SALT LAKE CITY (AP) — A polygamous family says the landmark U.S. Supreme Court ruling legalizing same-sex marriage shows that laws restricting consensual adult relationships are outdated, even if certain unions are unpopular.
Kody Brown and his four wives argue in court documents that their reality TV show "Sister Wives" shows polygamous marriages can be as healthy as monogamous ones.
"The Browns were investigated and no crimes or harm was found in their plural family," attorney Jonathan Turley wrote in court documents filed Wednesday in front of the 10th Circuit Court of Appeals. He has said the family is prepared to take the legal fight to the U.S. Supreme Court if necessary.
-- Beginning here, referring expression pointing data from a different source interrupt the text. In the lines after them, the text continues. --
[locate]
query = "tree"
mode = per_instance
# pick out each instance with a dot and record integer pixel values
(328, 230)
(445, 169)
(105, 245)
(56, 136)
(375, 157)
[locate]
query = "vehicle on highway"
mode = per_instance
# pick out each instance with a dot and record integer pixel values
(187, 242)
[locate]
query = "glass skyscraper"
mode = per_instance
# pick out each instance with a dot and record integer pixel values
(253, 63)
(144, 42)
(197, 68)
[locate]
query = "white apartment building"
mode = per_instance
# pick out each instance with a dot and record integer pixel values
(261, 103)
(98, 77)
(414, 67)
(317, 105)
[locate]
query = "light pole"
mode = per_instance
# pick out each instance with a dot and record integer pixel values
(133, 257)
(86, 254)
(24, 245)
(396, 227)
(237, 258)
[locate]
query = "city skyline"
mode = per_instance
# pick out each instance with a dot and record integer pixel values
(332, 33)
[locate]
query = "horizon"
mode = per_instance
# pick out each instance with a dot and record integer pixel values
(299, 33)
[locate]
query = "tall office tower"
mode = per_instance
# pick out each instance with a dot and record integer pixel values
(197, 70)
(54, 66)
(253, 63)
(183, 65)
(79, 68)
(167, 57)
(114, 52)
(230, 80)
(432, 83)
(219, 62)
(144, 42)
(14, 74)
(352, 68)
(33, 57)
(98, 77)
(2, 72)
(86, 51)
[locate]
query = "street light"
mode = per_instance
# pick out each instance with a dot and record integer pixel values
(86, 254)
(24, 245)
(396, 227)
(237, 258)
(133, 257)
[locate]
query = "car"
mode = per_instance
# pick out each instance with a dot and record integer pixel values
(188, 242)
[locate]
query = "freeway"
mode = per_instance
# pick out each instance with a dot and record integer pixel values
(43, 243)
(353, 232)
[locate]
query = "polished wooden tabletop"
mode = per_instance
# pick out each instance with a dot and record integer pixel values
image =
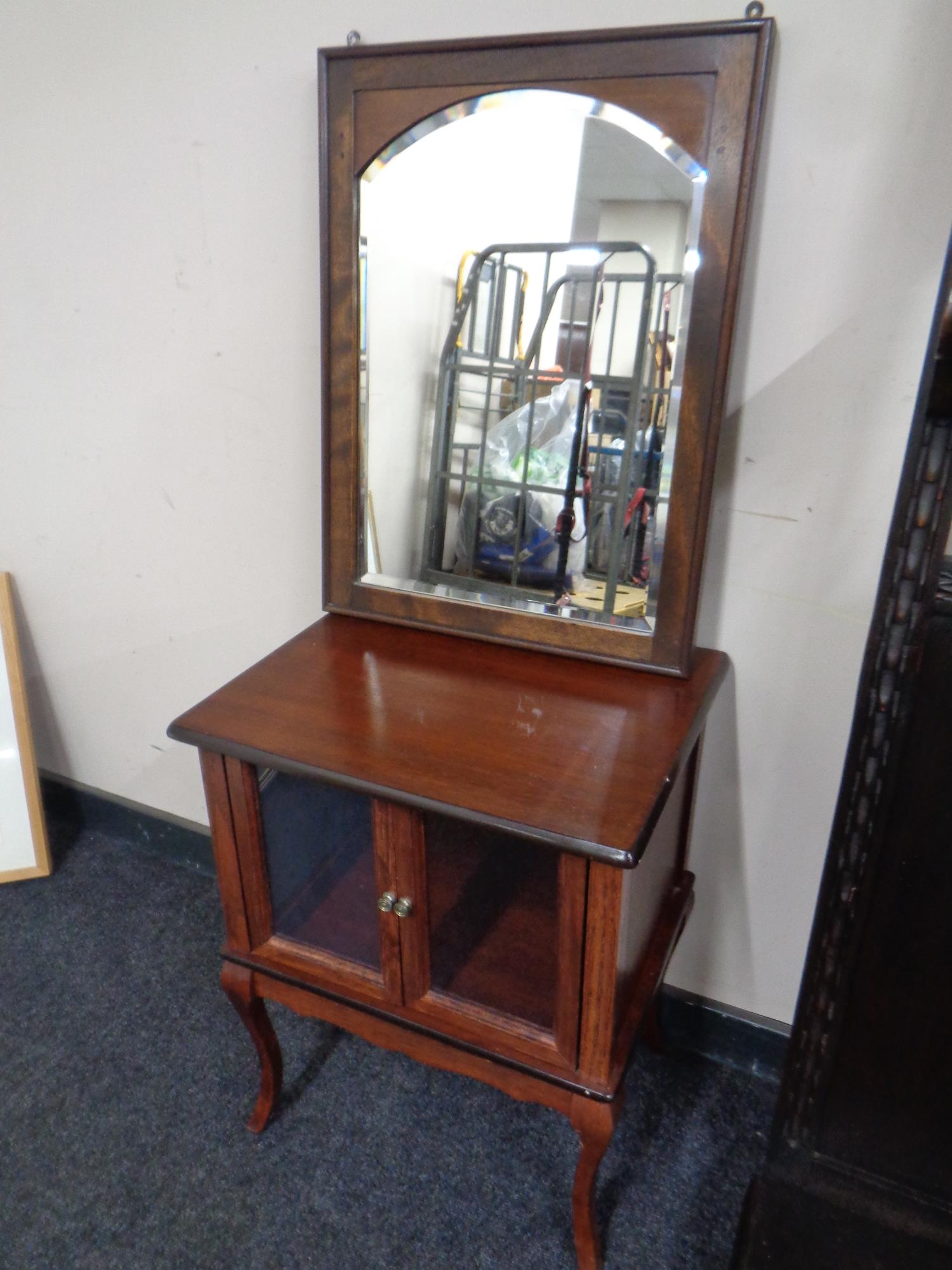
(572, 752)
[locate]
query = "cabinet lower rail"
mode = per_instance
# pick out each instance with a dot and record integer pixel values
(392, 1032)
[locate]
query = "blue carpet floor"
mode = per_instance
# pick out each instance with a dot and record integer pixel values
(126, 1080)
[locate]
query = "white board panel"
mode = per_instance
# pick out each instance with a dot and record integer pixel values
(23, 844)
The Browns are defending a legal victory they won in 2013, when a federal judge struck down key parts of Utah's law banning polygamy. Advocacy groups for polygamy and individual liberties called the ruling a significant decision that removed the threat of arrest for the state's plural families.
Utah Attorney General Sean Reyes appealed, saying courts have long upheld laws banning polygamy because they prevent abuse of women and children.
Unlike same-sex marriage advocates, the Browns are not seeking full legal recognition of polygamous marriages. That portion of Utah's bigamy law prohibiting multiple marriages license was left in place by U.S. District Judge Clark Waddoups when he decided that a provision of the state law forbidding cohabitation violated the family's freedom of religion.
In most polygamous families, the man is legally married to one woman but only "spiritually married" to the others.
The teaching that polygamy brings exaltation in heaven is a legacy of the early Mormon church, but the mainstream Salt Lake City-based Church of Jesus Christ of Latter-day Saints abandoned the practice in 1890 and strictly prohibits it today.